A program is like a detailed grocery list. First, it lists what rooms and spaces (and how many of each of those rooms and spaces) are needed. (Space doesn't necessarily have walls on all of its sides--it might be a wider area in a hallway, or it might be an alcove tucked in off of a hallway but open to it as well, or it might be an open area inside a larger room, which has walls on three or four of its sides and often, but not always, a door.) Then it tells you how big each of those rooms needs to be (square feet), and sometimes the program will indicate a minimum dimension for these spaces. (For example, a CT scan might be specified to be 350 sf, but the program might also indicate that the room must be at least 14 feet wide.) If it's a well-written program, it will also provide details on how the spaces relate to each other: do some of them need to be close to each other or accessed directly from one another, or do some need to be as far from each other as possible? Do some of these spaces need to account for a huge piece of equipment or need to have direct access to the outdoors? Finally, a good program will also account for things like circulation (the space needed to get between the rooms and to move around in open rooms with lots of smaller spaces in them, as well as stairs and elevators), walls and structure, and utility spaces (tele/data rooms, electrical rooms, mechanical rooms and shafts, housekeeping closets, elevator machine room, etc.).

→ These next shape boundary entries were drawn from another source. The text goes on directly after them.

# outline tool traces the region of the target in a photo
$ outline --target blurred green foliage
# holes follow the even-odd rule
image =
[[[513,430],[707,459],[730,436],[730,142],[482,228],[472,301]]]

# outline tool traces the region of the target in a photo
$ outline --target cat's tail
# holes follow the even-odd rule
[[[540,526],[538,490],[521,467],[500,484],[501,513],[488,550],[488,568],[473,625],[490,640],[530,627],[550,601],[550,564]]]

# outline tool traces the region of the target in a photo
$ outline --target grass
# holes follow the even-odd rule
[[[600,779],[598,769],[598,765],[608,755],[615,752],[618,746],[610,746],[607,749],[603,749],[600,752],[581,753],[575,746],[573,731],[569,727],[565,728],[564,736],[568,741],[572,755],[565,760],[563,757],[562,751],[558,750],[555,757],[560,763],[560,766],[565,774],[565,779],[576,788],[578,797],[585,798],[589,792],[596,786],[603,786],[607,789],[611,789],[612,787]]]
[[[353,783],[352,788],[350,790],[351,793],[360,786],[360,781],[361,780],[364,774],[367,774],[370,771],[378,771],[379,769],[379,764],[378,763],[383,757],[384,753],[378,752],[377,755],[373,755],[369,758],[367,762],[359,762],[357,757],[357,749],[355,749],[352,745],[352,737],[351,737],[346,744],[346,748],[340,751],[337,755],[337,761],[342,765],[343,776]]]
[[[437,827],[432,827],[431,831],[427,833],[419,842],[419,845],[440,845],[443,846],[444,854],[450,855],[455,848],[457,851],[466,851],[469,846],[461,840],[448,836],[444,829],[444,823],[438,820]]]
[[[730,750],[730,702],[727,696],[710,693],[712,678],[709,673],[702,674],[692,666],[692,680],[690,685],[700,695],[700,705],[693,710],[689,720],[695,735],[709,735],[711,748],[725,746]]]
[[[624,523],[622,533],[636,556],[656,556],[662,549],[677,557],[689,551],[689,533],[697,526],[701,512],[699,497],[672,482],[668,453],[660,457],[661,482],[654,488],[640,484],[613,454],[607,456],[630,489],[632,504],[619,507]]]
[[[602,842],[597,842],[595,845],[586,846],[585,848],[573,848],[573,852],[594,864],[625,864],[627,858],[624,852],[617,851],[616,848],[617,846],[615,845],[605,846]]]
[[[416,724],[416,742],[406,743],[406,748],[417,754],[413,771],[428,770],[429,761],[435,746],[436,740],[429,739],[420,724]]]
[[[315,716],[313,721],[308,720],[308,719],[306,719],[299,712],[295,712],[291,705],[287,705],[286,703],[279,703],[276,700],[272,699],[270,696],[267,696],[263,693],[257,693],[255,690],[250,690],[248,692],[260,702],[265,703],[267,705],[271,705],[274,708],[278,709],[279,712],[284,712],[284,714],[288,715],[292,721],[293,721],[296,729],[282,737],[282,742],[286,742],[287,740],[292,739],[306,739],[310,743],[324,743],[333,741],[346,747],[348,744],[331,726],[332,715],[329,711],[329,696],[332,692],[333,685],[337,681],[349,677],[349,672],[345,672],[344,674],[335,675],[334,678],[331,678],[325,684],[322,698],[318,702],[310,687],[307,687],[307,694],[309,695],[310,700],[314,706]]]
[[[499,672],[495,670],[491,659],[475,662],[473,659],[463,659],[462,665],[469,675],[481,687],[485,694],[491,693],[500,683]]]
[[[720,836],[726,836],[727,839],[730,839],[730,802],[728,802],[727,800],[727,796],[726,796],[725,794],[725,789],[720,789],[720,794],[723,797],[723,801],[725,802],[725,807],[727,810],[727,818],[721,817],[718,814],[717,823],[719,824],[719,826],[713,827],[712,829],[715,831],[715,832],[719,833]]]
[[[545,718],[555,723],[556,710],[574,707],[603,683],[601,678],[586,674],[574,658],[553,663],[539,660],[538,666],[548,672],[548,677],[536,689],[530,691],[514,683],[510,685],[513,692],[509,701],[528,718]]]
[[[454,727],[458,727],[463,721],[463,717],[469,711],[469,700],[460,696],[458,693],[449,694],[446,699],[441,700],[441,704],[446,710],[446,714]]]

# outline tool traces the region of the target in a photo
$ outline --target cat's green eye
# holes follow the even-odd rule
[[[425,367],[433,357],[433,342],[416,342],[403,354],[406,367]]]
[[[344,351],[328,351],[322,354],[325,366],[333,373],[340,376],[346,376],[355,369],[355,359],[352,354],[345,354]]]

While these programs for Uber MOB were put together almost a year ago with the users and the higher-ups at Gestalt, there are now more users in the room when we go through these plans who weren't involved in the initial programming. Some of these users are the ones treating patients every day, so they have a different perspective on how many of what spaces are needed. These daily users are the ones who provide us with real, useful information like, "the reason we can function with three exam rooms now is because we use two of [neighboring department]'s exams on Tuesdays and Thursdays. We really need at least five exams, preferably six, if we're not gonna be able to share exams with someone else." Or they might say, "By the time a patient gets to us, there's no need to weigh them--we'd rather use the patient weighing/vitals alcove for equipment storage." We the architects then make notes on the program and send those user-requested changes to Gestalt National in the mid-west so that they can approve or disapprove of the changes.
It would be easy to get mad at the users (and/or the client) for underestimating a department's needs, but programming is a gift that architects sometimes take for granted, I think. It's our job to take users through the course of treating a patient and get them to think about the spaces they use and need. It's out job to help a client think through if they do something a certain way now because it's how they want to do it or if there's something about the existing building that makes them do it that way. It's our job to help a client understand space and really know what it means to have a 7'-0" x 14'-0" storage room. So instead of getting pissed when clients say, "Oh, good Lord, we need another four exam rooms and a lab!", I try to remember that they're having to play catchup to the way I already think, just as I probably remember important symptoms at the last minute during visits with my own physician.